Par Swann Borsellino
7 minutes
Portrait robot du footballeur du dimanche

Le quadra en pleine forme, le mec qui « aurait du devenir pro », l’amoureux du fluo qui a tout le matos et le casseur sont autant d’acteurs qui font du dimanche des footballeurs amateurs des journées palpitantes. Ça valait bien une revue d’effectif.

L’ancien super fort

Dans un stade ouvert à tous où la densité moyenne est d’un ballon pour cinquante joueurs affamés, le seul mec qui se pointe super sereinement avec sa gonfle entre les mains est forcément un type qui en a vu d’autres. Un homme avec de la bouteille qui porte le poids des années en bandoulière comme si ça ne pesait que quelques grammes. Gentleman, cet homme ne s’impose jamais. Il est même possible que lors de ses premières fois au stade, il se soit contenté de quelques tours de terrain et d’une série de jongles pour ne pas vous importuner en pleine partie. Puis un jour, un joueur était fatigué et vous avez proposé à « l’homme au ballon » de le remplacer. C’était il y a quelques années et depuis, il n’est jamais sorti de l’équipe. Il connaît tout le monde, serre des mains respectueusement et rentre chez lui comme avec le goût du devoir accompli. Le dimanche après-midi au terrain, c’est son petit bol d’air à lui, qui court à belles enjambées vers la cinquantaine. Sa dégaine ? Un T-shirt uni, un jogging autour duquel est noué un sweat-shirt en hiver, des chaussures noires – type Copa Mundial ou Puma King – et des chaussettes noires. Son poste ? Défenseur central. Son niveau ? Impressionnant. Pas une passe loupée, de la sérénité à revendre et surtout, jamais un mot plus haut que l’autre alors que le niveau de décibels sur la pelouse frôle celui d’un aéroport. L’ancien qui vient au terrain, c’est celui dont on se dit tous : « Putain, j’espère qu’à son âge, je serai comme lui. » Commencez déjà par acheter un ballon.

Le « cousin » d’un pro

Ce maillot de Toulouse, frappé du sponsor « IDEC » la dernière fois que vous l’aviez vu, c’était sur les épaules de Fodé Mansaré. Comment s’est-il retrouvé sur votre terrain dominical ? La réponse vous saute à la gueule alors que le jeune homme qui le porte vous montre son dos : le maillot est bien floqué « Mansaré » qui se trouve être « son cousin » . Un cousin aussi éloigné que Thomas Pesquet l’est actuellement de la planète Terre, mais un cousin quand même. Seul problème, si Fodé savait que son cousin portait son maillot pour faire ce qu’il est en train de faire, il mangerait ses tresses.

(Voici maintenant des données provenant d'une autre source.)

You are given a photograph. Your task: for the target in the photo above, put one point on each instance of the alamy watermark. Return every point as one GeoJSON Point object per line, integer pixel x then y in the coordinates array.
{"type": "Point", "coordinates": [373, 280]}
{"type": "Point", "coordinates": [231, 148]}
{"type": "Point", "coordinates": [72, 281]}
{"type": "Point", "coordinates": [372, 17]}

Le mec qui a failli percer

Un maillot de Caen avec un numéro, mais pas de nom. Un maillot frappé du « CA » du Crédit Agricole ou du « PMU » de ceux qui ont passé un tour en Coupe de France. Un haut de survêtement du Havre que personne ne peut acheter dans une boutique. Mais surtout une histoire. Celle d’un genou démoli et d’une vie brisée, celle d’un mec qui a préféré les filles et l’alcool aux millions, celle d’un mec qui « ne regrette rien » , mais qui au lieu de fouler les pelouses professionnelles est en train, en ce moment même, de courir vers la barre transversale pour ne pas aller au but. Le mec qui a failli devenir pro, vous avez tous joué avec lui. Le pire, c’est que généralement, en effet, il est plutôt bon. Il joue le menton levé et le buste droit, qu’il ait été défenseur central, gardien, attaquant ou remplaçant dans le centre de formation dont il aime bien vous raconter l’histoire. Mais le mieux, ça reste encore la pause boisson. En marche vers le robinet, il vous parle avec nostalgie de ceux dont il a partagé la chambre qui disputent en ce moment les meilleurs matchs de leur vie. « Tu vois machin ? Bah à l’entraînement, je l’explosais. Ça fait bizarre de le voir là aujourd’hui. » Ça en était trop pour votre pote boute-en-train qui fait exprès de lui éclabousser la gueule au robinet.

Le mec ultra-équipé

Le problème avec le foot du dimanche, c’est que parfois, on a mal à la gueule. Et alors même que vous vous battez mentalement pour forcer votre corps meurtri par l’alcool à pratiquer votre activité physique préférée, un type s’impose à vos yeux comme un soleil qui vous brûle la rétine à vif. Ce salopard, c’est le type qui a décidé que le Stabilo n’était pas un surligneur, mais un mode de vie. Aux pieds, il a des Nike jaunes bien voyantes et des chaussettes que vous ne verrez pas pour la bonne et simple raison que cette fashion victim du ballon rond ne s’abaissera jamais à mettre un short. Son truc à lui, c’est le jogging bien moulant d’un club, avec le haut de survêt’ qui va bien. S’il fait froid, il a un cache-cou et des gants, également de marque. Et si c’est bien vous qui êtes bourré de la veille, c’est lui qui fait des gestes qu’il ne maîtrise pas, comme l’extérieur du pied, le coup franc « posture Ronaldo » et bien d’autres encore. Ce type-là, il y en a au moins un par terrain, et à vrai dire, heureusement, parce que ça soulage toujours de lui mettre une bonne balayette qu’il aura cherchée en faisant des dribbles inutiles sous votre nez. Ce type ne vote pas Fillon, pourtant il est sûr qu’il y a un complot contre lui sur le terrain. La prochaine fois, dites-lui la vérité : c’est juste un délit de sale gueule.

Le gros technique

Lui a le droit de le porter, le jogging. De toute façon, vu les colonnes Morris qui lui servent de mollet, vous voyez mal comment ce beau bébé pourrait enfiler des chaussettes de foot. D’ailleurs, vous ne savez pas comment il fait pour courir. La vérité est simple : il ne court pas. De toute façon, il n’a pas besoin. Oui, « Bibendum » , ça fait nom de footballeur hollandais un peu classe, mais c’est plutôt ce à quoi il ressemble. Mais le dieu du ballon rond n’étant pas un salaud, il lui a donné des mains à la place des pieds. Ouvertures au millimètre près, contrôles colle glue, protection de balle parfaite et mains de maçon au cas où les choses tournent au vinaigre. Ce mec balèze, il vaut mieux l’avoir dans son équipe. Et tant pis s’il faut courir deux fois plus pour lui. Il vous le rendra à sa manière, mais il vous le rendra quand même.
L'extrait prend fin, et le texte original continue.